Using Wolfram's software, I have been debugging some code that returns the eigenvalues of a matrix and the eigenvector corresponding to the largest of them. My code works by using a QR algorithm (similar to the one used by JAMA) to produce the eigenvalues and then a simple RREF with back-substitution algorithm to solve $(A-\lambda_{1} I) x=0$. My goal is to create an algorithm that can find the eigenvalues/vectors of any real matrix, if possible.

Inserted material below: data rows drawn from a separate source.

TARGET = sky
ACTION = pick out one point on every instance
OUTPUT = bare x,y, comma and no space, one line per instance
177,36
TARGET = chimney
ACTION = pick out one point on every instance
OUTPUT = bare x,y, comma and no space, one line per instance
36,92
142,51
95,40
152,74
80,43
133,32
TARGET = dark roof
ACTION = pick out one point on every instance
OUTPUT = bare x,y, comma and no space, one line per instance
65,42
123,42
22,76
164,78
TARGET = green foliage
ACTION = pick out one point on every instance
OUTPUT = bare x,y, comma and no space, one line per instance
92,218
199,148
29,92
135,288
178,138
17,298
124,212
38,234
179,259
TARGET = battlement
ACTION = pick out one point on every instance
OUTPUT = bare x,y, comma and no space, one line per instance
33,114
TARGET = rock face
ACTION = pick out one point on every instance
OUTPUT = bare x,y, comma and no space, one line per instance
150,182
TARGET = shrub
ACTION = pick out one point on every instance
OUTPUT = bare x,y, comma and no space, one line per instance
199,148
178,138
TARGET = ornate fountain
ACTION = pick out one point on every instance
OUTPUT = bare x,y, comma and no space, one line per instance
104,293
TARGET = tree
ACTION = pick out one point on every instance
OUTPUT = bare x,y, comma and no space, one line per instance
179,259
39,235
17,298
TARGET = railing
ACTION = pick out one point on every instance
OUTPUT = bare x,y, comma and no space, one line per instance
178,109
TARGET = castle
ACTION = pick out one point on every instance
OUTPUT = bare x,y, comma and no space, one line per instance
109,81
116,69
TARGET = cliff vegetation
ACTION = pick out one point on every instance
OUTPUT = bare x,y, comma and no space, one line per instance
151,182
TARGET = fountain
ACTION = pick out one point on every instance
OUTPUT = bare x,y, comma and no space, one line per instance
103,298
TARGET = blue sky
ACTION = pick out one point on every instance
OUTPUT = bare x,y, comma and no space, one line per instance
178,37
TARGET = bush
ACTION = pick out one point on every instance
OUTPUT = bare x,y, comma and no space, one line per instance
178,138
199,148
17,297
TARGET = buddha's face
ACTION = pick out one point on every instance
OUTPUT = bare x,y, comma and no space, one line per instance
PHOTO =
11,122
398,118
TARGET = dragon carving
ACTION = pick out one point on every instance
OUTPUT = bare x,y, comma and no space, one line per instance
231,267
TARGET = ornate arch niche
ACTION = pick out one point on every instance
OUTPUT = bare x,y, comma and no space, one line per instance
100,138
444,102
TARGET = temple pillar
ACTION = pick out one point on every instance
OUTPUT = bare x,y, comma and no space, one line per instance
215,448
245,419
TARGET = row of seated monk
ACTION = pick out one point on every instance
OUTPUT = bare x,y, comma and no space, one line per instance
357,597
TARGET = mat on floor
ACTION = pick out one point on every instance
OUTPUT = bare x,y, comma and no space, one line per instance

The code I wrote works flawlessly for every sample matrix I've tried except for one. My program calculated all of the correct eigenvalues, but did not produce the correct RREF matrix. Can anyone tell me what properties make this specific matrix different from the rest and if there is some other process that I should be using instead? If there are multiple procedures for doing this, is there a list of conditions that a computer can use to decide which to perform? (Note: I am very new to this field, so please be patient if I am not familiar with the vocabulary).
Matrices that work:
[ 1.00 2.00 3.00 ]
[ 3.00 2.00 1.00 ]
[ 2.00 1.00 3.00 ]
[ 4.00 5.00 0.00 ]
[ 1.00 5.00 7.00 ]
[ 6.00 2.00 9.00 ]
[ 2.00 3.00 4.00 ]
[ 4.00 3.00 2.00 ]
[ 3.00 2.00 4.00 ]
[ 52.00 30.00 49.00 28.00 ]
[ 30.00 50.00 8.00 44.00 ]
[ 49.00 8.00 46.00 16.00 ]
[ 28.00 44.00 16.00 22.00 ]
[ 1.00 2.00 1.00 ]
[ 0.00 2.00 2.00 ]
[ -3.00 2.00 5.00 ]
The one that doesn't work:
[ 9.00 -1.00 2.00 ]
[ -2.00 8.00 4.00 ]
[ 1.00 1.00 8.00 ]
Incorrect RREF matrix generated by code:
[ 1.00 1.00 -2.00 -0.00 ]
[ 0.00 0.00 -0.00 0.00 ]
[ 0.00 -0.00 -0.00 0.00 ]
Incorrect eigenvector generated by code:
[ -2.00 ]
[ 3.00 ]
[ 1.00 ]
If requested, I can provide the steps that the algorithm took to get the answer, but I believe this must be due to some property of the matrix that I am not familiar with.
The RREF is in fact correct. It looks like you haven’t taken into account that an eigenspace might not be one-dimensional. From this RREF we can read that every eigenvector of $10.0$ is a nonzero linear combination of $(1.00,-1.00,0.00)^T$ and $(-2.00,0.00,-1.00)^T$.